Ce monde est nôtre
Francis Carsac a marqué de son empreinte la science-fiction française dans les années 60. Il a su apporter au travers de ses romans d'anticipation (Ceux de nulle part, Les Robinsons du cosmos, Terre en fuite, Ce monde est le nôtre, Pour patrie l'espace et La Vermine du Lion) une réelle réflexion personnelle, non seulement sur l'avenir, mais aussi et surtout sur la société et le monde de son époque – pas si éloignée que cela de la nôtre. De son vrai métier (il était géologue), il a appris à avoir beaucoup de recul et une vue neutre et globale de toutes les situations.
Un planète = Une race !
Les Terriens ont rejoint la Ligue des Humanités depuis maintenant huit siècles (voir Ceux de nulle part) et prennent désormais une part active à la lutte contre les ennemis de la Vie. Akki Kler est à demi-terrien, Hassil est un humain à la peau colorée de vert. Ils sont Coordinateurs de la Ligue et chargés de régler les conflits entre humanités avant qu'ils ne dégénèrent. L'énergie guerrière doit être réservée au combat contre la seule menace qui s'oppose aux humains : les Misliks.

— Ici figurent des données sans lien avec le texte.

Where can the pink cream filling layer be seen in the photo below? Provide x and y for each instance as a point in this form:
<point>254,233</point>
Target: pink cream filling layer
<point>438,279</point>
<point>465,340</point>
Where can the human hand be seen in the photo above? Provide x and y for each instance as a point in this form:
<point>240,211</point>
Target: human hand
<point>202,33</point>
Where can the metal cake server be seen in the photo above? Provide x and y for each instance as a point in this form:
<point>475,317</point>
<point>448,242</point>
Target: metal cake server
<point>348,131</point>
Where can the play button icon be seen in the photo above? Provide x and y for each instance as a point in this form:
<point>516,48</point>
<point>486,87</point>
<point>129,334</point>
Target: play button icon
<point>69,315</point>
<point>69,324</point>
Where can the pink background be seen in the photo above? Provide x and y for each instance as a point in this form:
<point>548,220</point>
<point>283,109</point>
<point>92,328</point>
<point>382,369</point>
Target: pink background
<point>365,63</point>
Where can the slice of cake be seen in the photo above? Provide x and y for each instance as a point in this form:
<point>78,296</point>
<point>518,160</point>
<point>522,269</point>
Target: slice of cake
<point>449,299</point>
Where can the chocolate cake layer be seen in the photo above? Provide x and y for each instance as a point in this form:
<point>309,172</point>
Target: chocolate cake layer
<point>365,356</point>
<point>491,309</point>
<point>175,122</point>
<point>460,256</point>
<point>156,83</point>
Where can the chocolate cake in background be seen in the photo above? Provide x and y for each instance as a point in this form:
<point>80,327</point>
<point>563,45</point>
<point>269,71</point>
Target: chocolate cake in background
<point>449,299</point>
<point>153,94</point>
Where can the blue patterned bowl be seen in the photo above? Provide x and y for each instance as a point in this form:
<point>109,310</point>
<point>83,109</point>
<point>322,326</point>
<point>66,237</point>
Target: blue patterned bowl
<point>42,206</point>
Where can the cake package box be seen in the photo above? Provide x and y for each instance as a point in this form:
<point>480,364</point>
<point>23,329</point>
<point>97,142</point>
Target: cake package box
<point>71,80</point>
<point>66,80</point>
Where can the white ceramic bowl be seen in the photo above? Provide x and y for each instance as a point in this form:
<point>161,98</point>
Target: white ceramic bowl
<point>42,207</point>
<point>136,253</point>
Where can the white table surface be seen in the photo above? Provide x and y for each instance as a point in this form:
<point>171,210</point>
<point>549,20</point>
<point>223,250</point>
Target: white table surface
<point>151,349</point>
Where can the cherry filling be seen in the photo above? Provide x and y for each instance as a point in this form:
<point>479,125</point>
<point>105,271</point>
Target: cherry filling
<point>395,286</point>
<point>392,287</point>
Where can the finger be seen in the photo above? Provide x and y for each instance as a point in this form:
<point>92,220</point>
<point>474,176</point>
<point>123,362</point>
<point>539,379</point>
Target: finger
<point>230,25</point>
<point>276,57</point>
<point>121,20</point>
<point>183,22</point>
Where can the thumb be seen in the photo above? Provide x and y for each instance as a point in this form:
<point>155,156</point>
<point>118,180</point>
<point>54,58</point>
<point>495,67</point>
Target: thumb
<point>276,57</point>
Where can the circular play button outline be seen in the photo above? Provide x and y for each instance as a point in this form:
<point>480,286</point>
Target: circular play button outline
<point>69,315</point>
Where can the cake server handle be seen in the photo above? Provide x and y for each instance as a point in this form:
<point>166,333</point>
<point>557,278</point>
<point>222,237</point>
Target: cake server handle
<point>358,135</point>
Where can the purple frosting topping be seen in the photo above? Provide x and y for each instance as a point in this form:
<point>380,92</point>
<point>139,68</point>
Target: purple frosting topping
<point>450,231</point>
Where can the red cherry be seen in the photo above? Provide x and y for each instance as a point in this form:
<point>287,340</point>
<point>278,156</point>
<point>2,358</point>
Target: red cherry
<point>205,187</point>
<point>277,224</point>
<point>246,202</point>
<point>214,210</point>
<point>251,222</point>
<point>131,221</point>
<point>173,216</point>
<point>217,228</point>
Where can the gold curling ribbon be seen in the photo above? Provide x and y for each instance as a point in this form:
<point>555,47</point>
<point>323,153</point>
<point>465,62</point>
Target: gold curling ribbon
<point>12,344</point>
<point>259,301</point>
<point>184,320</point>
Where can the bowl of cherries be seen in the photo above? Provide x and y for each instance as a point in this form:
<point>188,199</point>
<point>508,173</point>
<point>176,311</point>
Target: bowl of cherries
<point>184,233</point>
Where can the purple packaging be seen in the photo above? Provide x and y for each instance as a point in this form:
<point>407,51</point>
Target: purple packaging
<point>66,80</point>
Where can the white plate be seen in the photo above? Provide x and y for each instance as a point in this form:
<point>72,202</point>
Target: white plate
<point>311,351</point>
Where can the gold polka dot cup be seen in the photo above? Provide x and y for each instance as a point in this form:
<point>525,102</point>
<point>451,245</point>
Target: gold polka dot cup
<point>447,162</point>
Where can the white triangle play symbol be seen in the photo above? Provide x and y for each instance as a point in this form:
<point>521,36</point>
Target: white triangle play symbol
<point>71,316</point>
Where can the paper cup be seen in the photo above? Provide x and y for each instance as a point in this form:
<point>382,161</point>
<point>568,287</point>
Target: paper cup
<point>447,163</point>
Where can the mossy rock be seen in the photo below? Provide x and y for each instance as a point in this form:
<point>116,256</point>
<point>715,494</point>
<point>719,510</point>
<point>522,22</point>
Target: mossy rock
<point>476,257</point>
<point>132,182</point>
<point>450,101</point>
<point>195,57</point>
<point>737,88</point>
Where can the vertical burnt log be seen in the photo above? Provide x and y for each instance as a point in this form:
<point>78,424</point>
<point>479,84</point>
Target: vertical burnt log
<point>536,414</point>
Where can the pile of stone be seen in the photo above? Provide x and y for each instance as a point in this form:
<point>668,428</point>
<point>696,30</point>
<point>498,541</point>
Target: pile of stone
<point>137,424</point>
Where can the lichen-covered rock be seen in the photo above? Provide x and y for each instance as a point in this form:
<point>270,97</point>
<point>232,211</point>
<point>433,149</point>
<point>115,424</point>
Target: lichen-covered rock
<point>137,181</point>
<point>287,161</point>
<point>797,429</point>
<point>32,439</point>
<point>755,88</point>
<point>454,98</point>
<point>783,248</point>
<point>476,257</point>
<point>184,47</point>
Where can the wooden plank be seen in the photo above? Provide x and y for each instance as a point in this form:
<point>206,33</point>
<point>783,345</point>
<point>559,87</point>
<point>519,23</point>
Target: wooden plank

Pour éviter la guerre, la Loi d'Acier stipule qu'une seule race d'humains est tolérée par planète. Les deux amis arrivent sur Nérat, un monde sur lequel se trouvent non pas deux, mais trois peuples différents. Le premier groupe qu'ils rencontrent est composé de colons arrivés depuis plusieurs siècles et revenus à un âge féodal. Le second est formé de bergers vivant en autarcie dans leurs montagnes. Le dernier, ressemblant à Hassil, est encore à une époque tribale.
Ils sont venus pour amener la Paix des humanités, mais leur venue bouscule le fragile statut-quo qui règne sur Nérat. La guerre ravage les territoires et décime les populations. Même les Coordinateurs et leur matériel d'avant-garde n'arrive pas à contenir les belligérants. Pourtant ils doivent apaiser le conflit et arriver à trouver la meilleure -ou la moins mauvaise – solution pour tous les humains, quelle que soit leur origine et la couleur de leur peau... Et ceci quels que soit les sentiments, de haine ou d'amour, qui peuvent avoir germé dans les coeurs pendant cette épreuve.
Quand science-fiction rime avec réflexion...
Afin de se débarrasser du sujet, disons-le rapidement : l'écriture de ce livre ainsi que nombre de remarques - sur les technologies en particulier – sont très datées et prêtent aujourd'hui à sourire. Ce texte a plus de quarante ans et cela se ressent dans les descriptions.
Mais ce n'est pas le plus important, ni ce qu'il faut retenir de cet ouvrage. En fait, il est encore, au XXIème siècle, encore plus cruellement d'actualité qu'il ne l'était lors de son écriture. C'est, derrière sa façade banale de space-opéra mâtiné d'eau-de-rose, un vibrant plaidoyer pour le respect de chacun, l'acceptation des différences et la reconnaissance des droits de l'Homme à vivre libre et debout.
Haines, vengeances, vendetta, légendes et contre-vérités parsèment le texte presque autant que l'histoire de notre humanité. Comme un miroir déformant, capable de mettre en relief les pires défauts que nous cachons tous au fond de nous, il nous pousse à nous interroger sur la justesse de nos choix, de nos sentiments et de nos croyances.
Il est si facile de mettre des noms actuels sur les peuples décrits par Carsac, de comparer avec des situations existantes ou ayant exister, qu'il semble que ce livre ait été écrit non pas en 1962, mais hier, à l'aurore de notre nouveau siècle.
Parfaitement dans la lignée de Ceux de nulle part, il fait partie des livres qui apportent un vrai niveau de réflexion au genre souvent décrié de la science-fiction.